By Debby Looney, gardening expert There is nothing quite like the low, humming sound of insects in the garden. I always find the different pitches of the buzzing fascinating, from […]




By Debby Looney, gardening expert

There is nothing quite like the low, humming sound of insects in the garden. I always find the different pitches of the buzzing fascinating, from the drone of a big, furry bumble bee to the high pitched whirring of hoverflies.

And wasps always seem to have a dangerous sound – it is unique to them, in any case. It is possible to help pollinators into your garden at almost any time of the year, solitary bees such as bumbles and leafcutter bees, will come out of hibernation on a sunny December day if there are some heather flowers nearby. tulips, hyacinths, crocus and snowdrops provide sustenance in early spring, along with shrubs such as hamamelis, daphne, viburnum and willow.
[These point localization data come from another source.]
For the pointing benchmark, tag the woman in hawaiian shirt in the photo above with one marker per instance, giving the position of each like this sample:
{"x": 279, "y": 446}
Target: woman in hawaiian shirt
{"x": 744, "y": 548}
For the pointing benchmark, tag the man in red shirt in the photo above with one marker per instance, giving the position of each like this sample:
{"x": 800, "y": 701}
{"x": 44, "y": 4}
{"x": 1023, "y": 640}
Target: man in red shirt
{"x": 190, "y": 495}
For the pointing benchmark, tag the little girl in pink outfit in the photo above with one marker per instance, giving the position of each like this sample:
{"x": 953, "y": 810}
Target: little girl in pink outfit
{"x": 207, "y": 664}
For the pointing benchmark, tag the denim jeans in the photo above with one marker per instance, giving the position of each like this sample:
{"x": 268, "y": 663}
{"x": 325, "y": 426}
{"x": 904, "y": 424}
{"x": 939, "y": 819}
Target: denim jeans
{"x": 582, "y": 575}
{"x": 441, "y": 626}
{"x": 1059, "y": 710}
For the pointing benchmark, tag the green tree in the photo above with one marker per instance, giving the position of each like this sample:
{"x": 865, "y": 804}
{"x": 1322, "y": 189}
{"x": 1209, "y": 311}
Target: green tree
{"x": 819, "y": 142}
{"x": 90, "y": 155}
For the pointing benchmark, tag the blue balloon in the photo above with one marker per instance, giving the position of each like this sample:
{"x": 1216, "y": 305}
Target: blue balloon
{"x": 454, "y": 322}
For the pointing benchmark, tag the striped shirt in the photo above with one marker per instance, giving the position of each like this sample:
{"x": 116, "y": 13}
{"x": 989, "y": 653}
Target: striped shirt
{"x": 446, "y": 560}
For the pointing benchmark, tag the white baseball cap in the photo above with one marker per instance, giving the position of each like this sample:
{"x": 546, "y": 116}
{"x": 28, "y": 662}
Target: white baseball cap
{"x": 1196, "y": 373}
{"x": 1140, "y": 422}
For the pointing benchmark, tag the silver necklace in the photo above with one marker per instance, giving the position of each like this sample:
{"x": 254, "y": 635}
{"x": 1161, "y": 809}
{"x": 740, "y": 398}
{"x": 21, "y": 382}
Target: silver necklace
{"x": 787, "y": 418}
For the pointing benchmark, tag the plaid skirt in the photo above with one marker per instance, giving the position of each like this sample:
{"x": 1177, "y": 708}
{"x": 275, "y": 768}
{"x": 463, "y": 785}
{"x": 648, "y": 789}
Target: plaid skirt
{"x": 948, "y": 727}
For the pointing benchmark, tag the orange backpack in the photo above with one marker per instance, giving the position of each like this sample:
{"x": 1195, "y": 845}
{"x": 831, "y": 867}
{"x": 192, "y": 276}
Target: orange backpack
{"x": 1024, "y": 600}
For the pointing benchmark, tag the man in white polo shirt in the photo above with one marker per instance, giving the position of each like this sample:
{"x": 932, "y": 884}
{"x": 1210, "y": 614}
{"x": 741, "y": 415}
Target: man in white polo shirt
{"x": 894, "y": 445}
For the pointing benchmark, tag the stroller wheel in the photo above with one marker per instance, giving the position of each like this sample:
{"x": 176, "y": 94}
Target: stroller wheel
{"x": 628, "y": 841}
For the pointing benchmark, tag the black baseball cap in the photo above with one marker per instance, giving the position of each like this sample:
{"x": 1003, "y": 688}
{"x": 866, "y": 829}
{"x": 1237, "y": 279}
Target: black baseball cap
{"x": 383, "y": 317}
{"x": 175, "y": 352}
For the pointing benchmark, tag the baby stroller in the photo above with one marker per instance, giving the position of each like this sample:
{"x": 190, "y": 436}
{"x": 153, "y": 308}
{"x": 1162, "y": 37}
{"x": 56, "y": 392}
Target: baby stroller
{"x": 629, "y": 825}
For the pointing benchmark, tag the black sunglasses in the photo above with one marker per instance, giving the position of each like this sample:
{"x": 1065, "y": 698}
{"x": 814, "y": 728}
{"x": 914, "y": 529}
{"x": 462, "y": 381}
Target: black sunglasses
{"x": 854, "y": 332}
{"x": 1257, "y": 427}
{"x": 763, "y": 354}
In April, the small flowers of the field maple attract many insects, as do the large trumpet shaped flowers of rhododendrons and azaleas. Wildflowers are now beginning to bloom, and they are the subject of today’s column!

While it seems counterintuitive, wildflowers are not always simple to grow, especially as we mean ‘pretty meadow blooms’ as opposed to ‘weeds’! Creating an area for wildflowers takes some preparation. Most important is that it is a weed free area. Kill off any grass or weeds before sowing, either by using conventional weedkillers, or by laying down a sheet of black polythene or weed suppressant. Make sure any seeds which germinate are removed also, and that problematic plants such as rushes, are dug out. Most importantly, ensure all grass is gone, as wildflowers do not compete well against its vigorous growth. Rake the top layer of the soil loose to a fine tilth, and do not add fertiliser! Wildflowers will generally not do well in a rich soil. When your area is ready, decide which seeds are best for your spot. There is much to choose from, for example, single varieties such as ragged Robin, teasels and poppies, or mixtures. There are seed mixes for perennial meadows, ones which attract birds – these usually have a high volume of seed bearing flowers, mixes for bees, ladybirds or certain colour mixes. There are also soil specific mixes.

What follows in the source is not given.